The combat underwhelms in other ways as well. While you have a meter gradually build up into a mighty rage attack, but despite the fancy light show it does not feel satisfying to use, much like hammering away with your whip.
Towards the end of the demo I was even shocked to discover I could equip my whip with runes I found to improve my stats. This RPG element feels sadly wasted on such a basic combat system and I cannot imagine it will feel like it adds to the game (other than making you find them so you keep dealing and do not take too much damage later on).
While the full game promises more weapons and ways to fight, I was not impressed with combat here. It was overshadowed by an improved standard for combat mechanics across the board over the last five to ten years.
As already mentioned, the game also takes cues from Dark Souls. This is via your currency (which also happens to be souls) being dropped when you die, and even finding crystals to use (break open) to gain even more. Upon returning to where you were, the dropped souls can be recaptured. However, the souls do not go away if you die again before collecting.
The purpose of the mechanic in other games is to encourage caution to reclaim your lost currency (representing time spent), and therefore learning more about the game and its enemies. If you can reclaim this currency whenever, then why lose it at all? You can keep trying the same strategy over and over until you win by luck.
The game’s art-style still makes it stand-out like the series did when it first appeared. The slight exaggeration and colorfulness evokes a 90s comic book style, minus the cel shading.
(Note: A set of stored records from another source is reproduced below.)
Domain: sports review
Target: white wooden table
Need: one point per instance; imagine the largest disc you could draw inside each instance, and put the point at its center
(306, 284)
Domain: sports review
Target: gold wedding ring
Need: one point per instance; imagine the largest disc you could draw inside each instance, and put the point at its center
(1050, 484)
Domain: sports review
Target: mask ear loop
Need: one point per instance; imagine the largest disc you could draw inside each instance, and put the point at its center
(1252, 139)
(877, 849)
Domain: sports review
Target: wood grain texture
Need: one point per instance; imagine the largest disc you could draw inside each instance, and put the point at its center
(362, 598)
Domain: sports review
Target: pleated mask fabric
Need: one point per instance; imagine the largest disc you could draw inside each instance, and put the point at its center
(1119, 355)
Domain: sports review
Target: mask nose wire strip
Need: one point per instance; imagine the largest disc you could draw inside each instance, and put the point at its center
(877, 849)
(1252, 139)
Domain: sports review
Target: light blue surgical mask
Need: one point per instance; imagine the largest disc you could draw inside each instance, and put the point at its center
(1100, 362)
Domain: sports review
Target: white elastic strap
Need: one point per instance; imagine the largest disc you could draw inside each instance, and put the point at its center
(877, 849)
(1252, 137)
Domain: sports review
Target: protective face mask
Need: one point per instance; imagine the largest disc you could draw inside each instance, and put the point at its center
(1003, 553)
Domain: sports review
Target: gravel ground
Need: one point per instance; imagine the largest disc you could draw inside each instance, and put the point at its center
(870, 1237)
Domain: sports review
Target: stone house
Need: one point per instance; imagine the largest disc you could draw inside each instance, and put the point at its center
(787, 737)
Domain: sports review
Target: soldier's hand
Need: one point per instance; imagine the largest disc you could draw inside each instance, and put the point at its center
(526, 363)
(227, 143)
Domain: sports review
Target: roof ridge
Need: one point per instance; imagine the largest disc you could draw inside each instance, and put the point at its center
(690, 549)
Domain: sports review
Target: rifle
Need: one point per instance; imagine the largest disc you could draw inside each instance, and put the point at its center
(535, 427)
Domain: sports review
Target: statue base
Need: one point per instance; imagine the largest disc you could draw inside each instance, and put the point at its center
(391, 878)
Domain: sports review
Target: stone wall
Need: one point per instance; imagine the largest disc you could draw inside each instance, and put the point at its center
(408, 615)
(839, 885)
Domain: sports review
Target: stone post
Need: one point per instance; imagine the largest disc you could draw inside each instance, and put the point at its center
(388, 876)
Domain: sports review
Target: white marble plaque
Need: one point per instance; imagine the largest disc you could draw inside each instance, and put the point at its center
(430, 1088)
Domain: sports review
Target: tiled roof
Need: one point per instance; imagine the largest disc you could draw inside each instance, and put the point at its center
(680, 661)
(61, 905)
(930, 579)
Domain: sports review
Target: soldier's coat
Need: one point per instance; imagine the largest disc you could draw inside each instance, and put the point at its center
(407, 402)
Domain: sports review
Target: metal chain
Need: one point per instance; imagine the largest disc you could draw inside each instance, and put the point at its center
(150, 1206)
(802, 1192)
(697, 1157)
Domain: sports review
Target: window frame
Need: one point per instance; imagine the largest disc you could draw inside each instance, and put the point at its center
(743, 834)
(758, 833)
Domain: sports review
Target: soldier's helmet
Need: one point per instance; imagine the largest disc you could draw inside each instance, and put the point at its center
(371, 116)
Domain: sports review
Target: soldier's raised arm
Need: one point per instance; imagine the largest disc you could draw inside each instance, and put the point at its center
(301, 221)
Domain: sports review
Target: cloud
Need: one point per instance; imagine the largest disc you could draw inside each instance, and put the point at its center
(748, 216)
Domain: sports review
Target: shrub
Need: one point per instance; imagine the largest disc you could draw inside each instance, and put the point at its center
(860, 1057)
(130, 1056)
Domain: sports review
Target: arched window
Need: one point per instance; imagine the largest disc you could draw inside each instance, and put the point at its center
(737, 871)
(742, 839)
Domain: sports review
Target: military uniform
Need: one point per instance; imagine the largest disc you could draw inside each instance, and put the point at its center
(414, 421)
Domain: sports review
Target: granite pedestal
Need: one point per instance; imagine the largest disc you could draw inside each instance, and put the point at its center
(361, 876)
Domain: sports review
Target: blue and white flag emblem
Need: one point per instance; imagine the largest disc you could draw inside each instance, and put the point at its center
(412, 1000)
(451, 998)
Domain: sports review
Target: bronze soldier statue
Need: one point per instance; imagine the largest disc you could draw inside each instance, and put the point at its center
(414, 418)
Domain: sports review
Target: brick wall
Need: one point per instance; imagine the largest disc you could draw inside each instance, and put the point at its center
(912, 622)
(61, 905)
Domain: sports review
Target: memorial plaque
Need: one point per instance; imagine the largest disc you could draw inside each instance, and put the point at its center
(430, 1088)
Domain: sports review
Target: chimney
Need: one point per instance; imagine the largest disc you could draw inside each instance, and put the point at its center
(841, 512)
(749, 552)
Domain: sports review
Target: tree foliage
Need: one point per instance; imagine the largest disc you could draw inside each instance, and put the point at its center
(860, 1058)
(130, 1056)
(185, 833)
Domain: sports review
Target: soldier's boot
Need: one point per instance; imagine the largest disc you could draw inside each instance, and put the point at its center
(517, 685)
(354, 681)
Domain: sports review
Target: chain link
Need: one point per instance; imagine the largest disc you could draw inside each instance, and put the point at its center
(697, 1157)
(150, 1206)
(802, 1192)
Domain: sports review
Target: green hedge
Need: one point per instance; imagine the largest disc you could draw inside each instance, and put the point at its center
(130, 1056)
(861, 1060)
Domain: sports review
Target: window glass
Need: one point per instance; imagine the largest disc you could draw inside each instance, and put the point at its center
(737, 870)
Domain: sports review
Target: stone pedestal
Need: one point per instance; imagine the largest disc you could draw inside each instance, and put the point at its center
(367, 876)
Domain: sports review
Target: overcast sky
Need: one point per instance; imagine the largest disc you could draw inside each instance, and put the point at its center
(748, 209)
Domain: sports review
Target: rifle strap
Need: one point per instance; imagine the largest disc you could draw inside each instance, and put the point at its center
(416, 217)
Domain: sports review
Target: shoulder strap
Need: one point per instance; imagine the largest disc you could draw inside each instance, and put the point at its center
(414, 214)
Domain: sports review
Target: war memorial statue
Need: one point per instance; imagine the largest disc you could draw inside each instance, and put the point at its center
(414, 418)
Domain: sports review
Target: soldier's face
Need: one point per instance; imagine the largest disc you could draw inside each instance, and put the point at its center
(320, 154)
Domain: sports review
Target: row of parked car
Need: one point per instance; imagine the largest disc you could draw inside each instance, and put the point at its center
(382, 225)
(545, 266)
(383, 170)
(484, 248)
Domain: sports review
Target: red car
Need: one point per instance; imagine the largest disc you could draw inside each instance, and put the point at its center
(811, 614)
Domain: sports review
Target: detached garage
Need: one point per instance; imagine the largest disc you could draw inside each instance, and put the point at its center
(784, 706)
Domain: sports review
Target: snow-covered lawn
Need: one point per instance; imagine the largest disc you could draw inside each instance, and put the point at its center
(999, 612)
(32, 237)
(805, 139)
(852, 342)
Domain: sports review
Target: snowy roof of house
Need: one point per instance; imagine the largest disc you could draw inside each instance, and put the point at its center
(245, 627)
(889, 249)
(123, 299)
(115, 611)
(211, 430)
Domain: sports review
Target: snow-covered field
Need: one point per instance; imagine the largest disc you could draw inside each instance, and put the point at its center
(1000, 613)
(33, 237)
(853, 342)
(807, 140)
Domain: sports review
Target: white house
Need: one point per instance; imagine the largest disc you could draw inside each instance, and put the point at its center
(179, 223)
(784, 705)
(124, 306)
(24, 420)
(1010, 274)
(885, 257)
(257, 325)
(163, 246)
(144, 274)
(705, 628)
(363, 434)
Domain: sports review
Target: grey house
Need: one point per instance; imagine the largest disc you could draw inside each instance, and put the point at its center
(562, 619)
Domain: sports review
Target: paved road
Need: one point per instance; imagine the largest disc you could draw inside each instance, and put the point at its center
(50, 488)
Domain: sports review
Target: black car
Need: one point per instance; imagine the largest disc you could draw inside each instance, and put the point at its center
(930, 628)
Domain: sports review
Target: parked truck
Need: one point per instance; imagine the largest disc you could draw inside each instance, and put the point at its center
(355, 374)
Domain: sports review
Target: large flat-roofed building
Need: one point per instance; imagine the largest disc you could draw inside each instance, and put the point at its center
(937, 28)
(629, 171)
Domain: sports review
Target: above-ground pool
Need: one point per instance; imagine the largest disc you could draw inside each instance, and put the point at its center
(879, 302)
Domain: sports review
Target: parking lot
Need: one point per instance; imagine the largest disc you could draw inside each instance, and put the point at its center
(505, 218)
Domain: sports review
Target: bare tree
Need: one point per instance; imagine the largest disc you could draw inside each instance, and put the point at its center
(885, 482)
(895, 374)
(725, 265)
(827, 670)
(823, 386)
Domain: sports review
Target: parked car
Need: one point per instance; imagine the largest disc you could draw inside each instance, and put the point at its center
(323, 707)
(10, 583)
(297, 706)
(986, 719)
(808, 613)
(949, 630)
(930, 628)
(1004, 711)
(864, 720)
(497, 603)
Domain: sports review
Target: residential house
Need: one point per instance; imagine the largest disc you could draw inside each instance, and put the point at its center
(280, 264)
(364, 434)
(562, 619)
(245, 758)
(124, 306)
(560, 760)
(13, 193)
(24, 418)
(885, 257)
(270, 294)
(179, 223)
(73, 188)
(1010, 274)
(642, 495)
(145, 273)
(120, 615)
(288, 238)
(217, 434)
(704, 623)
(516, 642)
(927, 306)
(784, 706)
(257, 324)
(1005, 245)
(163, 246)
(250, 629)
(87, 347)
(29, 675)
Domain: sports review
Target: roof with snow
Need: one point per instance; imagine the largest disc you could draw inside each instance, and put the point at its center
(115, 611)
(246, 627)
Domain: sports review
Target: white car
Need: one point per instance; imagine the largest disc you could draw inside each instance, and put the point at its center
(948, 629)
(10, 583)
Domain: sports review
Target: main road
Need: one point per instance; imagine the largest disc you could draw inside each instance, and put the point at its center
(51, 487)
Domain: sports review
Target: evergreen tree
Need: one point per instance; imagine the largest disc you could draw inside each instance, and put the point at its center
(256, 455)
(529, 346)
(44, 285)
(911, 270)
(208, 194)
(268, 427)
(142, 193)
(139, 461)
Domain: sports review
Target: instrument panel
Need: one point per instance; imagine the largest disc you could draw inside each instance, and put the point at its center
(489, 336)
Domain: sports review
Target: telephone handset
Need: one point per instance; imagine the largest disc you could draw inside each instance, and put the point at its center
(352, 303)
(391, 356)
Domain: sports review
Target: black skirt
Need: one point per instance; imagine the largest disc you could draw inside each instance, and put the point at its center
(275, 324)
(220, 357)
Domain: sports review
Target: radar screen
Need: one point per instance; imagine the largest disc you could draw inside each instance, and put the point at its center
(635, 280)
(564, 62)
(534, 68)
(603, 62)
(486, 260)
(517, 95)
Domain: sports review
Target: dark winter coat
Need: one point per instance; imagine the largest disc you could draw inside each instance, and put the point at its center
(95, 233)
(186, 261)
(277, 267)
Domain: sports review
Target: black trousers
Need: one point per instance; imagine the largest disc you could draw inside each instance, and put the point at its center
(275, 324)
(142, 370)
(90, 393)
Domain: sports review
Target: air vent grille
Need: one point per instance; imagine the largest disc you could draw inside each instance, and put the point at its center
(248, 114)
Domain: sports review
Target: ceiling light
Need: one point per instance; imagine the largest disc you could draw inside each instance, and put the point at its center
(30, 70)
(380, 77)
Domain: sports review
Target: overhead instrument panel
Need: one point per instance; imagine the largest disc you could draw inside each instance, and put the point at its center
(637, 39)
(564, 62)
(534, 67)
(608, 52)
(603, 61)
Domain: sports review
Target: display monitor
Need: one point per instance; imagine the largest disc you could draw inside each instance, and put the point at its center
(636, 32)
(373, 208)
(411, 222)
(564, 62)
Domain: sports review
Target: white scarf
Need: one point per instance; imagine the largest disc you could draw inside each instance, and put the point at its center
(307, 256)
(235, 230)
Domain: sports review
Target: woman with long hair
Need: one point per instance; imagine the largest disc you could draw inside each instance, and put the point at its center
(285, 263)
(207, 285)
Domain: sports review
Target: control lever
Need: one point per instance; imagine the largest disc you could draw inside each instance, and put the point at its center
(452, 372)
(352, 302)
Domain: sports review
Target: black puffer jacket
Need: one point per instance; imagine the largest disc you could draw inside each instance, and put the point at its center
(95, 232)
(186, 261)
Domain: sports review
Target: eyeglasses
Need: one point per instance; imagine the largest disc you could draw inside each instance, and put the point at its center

Grass is lush and green, any patch of brown or grey is flanked with something more interesting, and the monsters stand-out and look meaty.
The animation on Fury and the enemies is also grand. Attacks and then ensuing winces help sell how hard they hit. Fury’s hair and whip both snake around in a way that a few years prior we would not have seen. Not to mention the magical attacks and effects look truly arcane.
That being said, there was the rare instance I saw textures that looked a little flat. Almost as if they were missing bump mapping (small details of light and shadow that give a texture, well, texture without increasing the poly count). These were on environmental pieces only, and I hope it was not chosen to look like that.
Music is non-existent outside of cutscenes and boss fights. I respect this, as it helps the background ambience play out to emphasize how desolate the world is. It also emphasizes their slashes and smashes of enemies. During the boss the music was understated, but still punctuated the action and tension. Think modern movie-soundtrack. It fits and did the job, and you may not notice it was there.
I would like to praise the voice acting as well. Fury practically purrs her lines when she talks down to others one moment, before quickly changing to disgust. Everyone’s emotions were believable and well-acted. Even the border-line witch stereotype of Envy was a delight to listen to and fitted very well.
Darksiders 3 is a throwback, and not in a good way. While it can look stylish at times, it feels more like a basic adventure game with a mishmash of elements taken from other games to try and make it stand out.
It does none of them well, nor does it try to innovate. For fans of the series or those expecting something special, there is no need for fury. Just disappointed.
Darksiders 3 is coming to PC, PlayStation 4, and Xbox One on November 27th, 2018.